Irving Oil Ltd. had applied to the Energy and Utilities Board to increase the margins it can charge wholesalers for its gasoline, diesel and furnace oil. (CBC)

Irving Oil applied for increases in wholesale petroleum margins in New Brunswick late last spring, including a 22 per cent increase in gasoline and diesel margins and 25 per cent for heating oil.

The increases, which would be the first for industry since 2006, would add 1.5 cents per litre to pump prices and generate about $20 million a year for Irving Oil and various other provincial wholesalers.

Irving Oil's argument for the board to award 100 per cent of what the company applied for and Basque's call for it to get nothing is a stark contrast to positions the two took just last month

In December, the two sides agreed on a compromise that involved a smaller increase than Irving Oil applied for, after Basque openly acknowledged the company had made a compelling case to his own consultant Kurt Strunk, for at least some movement in price.

"It is, I think, public knowledge that there has been cost increases over the periods since 2006. Mr. Strunk's evidence supports some sort of increase — in the wholesale margin," Basque told the board at the time.

Hoyt praised Basque for making a deal and said Irving Oil was willing to accept less than the full amount applied for.

"We are pleased to have been able to work with the other parties to achieve the settlement," said Hoyt.

The settlement was ultimately rejected by the EUB because of a technical objection lodged against it by the Department of Energy.

But that also seemed to short circuit all goodwill between the parties with Basque retracting his acknowledgement Irving Oil deserves some increase, and the company retracting its willingness to settle for less.

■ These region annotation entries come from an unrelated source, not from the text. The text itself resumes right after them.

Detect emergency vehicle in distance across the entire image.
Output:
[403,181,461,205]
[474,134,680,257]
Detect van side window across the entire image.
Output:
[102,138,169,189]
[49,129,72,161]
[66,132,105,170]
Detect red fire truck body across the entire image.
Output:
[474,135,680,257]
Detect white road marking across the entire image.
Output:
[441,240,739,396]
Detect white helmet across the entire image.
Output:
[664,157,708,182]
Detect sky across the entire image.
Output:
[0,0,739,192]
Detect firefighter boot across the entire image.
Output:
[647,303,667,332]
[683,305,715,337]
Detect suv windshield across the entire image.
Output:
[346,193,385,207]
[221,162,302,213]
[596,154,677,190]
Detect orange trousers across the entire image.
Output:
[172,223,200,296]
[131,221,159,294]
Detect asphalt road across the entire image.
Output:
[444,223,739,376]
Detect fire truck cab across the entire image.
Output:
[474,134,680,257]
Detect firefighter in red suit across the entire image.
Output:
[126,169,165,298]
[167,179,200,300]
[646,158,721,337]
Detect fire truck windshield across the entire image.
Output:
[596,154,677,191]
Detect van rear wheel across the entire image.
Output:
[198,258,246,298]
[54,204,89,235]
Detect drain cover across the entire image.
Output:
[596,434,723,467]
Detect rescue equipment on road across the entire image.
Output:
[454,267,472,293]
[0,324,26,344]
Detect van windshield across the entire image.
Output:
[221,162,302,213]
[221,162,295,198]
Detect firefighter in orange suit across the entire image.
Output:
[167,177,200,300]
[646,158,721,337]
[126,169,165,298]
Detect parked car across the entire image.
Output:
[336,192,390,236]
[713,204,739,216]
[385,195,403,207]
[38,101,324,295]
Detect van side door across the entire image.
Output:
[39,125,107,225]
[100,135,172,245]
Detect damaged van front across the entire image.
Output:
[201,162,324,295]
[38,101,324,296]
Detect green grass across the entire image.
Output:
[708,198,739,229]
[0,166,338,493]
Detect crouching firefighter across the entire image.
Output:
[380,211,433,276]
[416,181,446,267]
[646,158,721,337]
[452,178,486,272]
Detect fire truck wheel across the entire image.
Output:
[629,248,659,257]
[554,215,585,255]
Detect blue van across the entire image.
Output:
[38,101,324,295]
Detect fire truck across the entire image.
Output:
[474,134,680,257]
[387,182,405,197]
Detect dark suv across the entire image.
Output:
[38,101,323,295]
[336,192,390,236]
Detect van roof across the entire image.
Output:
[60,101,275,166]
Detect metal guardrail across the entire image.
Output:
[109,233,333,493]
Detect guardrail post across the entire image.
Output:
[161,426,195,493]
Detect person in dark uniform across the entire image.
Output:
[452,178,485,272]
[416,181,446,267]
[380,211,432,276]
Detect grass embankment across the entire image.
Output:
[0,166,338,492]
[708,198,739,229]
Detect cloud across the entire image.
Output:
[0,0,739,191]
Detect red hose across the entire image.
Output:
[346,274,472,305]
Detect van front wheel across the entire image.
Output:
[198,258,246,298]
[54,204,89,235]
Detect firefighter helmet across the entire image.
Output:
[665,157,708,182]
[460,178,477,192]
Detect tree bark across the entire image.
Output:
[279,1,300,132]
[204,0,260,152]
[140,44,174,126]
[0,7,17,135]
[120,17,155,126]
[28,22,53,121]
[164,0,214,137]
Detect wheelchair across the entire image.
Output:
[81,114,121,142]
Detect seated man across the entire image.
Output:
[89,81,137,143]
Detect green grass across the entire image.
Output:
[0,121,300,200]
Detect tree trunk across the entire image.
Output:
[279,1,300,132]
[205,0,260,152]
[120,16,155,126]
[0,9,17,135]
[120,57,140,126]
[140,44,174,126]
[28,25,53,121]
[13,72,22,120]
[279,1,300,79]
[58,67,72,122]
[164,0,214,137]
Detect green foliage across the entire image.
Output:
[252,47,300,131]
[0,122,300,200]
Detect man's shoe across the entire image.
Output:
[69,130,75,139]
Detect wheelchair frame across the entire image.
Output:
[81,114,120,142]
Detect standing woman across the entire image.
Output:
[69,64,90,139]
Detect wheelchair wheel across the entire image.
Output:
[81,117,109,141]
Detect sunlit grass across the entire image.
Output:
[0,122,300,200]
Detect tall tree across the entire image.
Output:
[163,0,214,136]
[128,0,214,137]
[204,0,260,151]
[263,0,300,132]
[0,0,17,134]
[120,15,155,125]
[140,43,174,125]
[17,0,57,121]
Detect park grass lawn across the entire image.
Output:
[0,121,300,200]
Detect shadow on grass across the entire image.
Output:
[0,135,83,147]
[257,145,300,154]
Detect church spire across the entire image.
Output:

The case is further complicated by the fact Irving made nearly identical applications in Prince Edward Island and Nova Scotia, both of which are already settled.

In Prince Edward Island, the Island Regulatory and Appeals Commission granted Irving everything it asked for without convening a hearing or even asking the company to file evidence to back its request.

In Nova Scotia, the province's Utilities and Review Board granted the company only half of the increase applied for in a deal Irving agreed to voluntarily.